At our first stop, Porto we regrettably had rain every day. Luckily the large number of confectioners meant that we could duck in and out of the rain for more pasteis de nata and quick cups of strong coffee or bica. And even though chocolate umbrellas can’t really protect you from the rain, it can with a little imagination make you forget your soaking feet.
I found Porto an interesting destination. The city was so old and hilly. The architecture beautiful. We searched for youth, but kept finding old men in flat caps and walking sticks. In a club, we sat in the dancefloor next to a family. Three generations sitting together in a darkened club, illuminated only by the dancing lights from the giant disco ball. The DJ played something generic and other families peered in from the madly decorated bar. It was surreal and wonderful.

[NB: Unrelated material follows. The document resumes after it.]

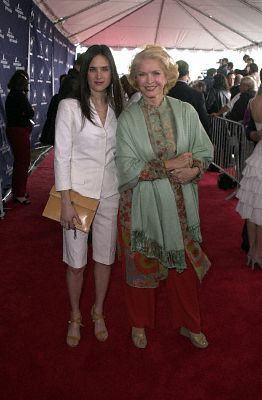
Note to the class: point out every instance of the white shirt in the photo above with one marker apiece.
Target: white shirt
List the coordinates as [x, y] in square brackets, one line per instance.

Our next stop was Lisbon, a city we knew would be very different. It even has its own Le Cool guidebook. We wouldn’t find clubs filled with small tots learning how to walk and greying men and women. We’d find bars that looked like crazy museums lit by pak choy lampshades.
In Lisbon, we missed variety in our diet so we went in search of something different. It led us to near wild goose chases to find the Mozambican restaurant and later a Malaysian-inspired place called Cafe Malacca.
We pursued the cool in Barrio Alto and Principe Real but it was in Sintra where we found paradise (as described by Lord Byron) and a paper mache animal park. In Lisbon, the old and new sat together comfortably. Sprayed on tiles didn’t look out of place next to the originals that are so distinctively Portugese.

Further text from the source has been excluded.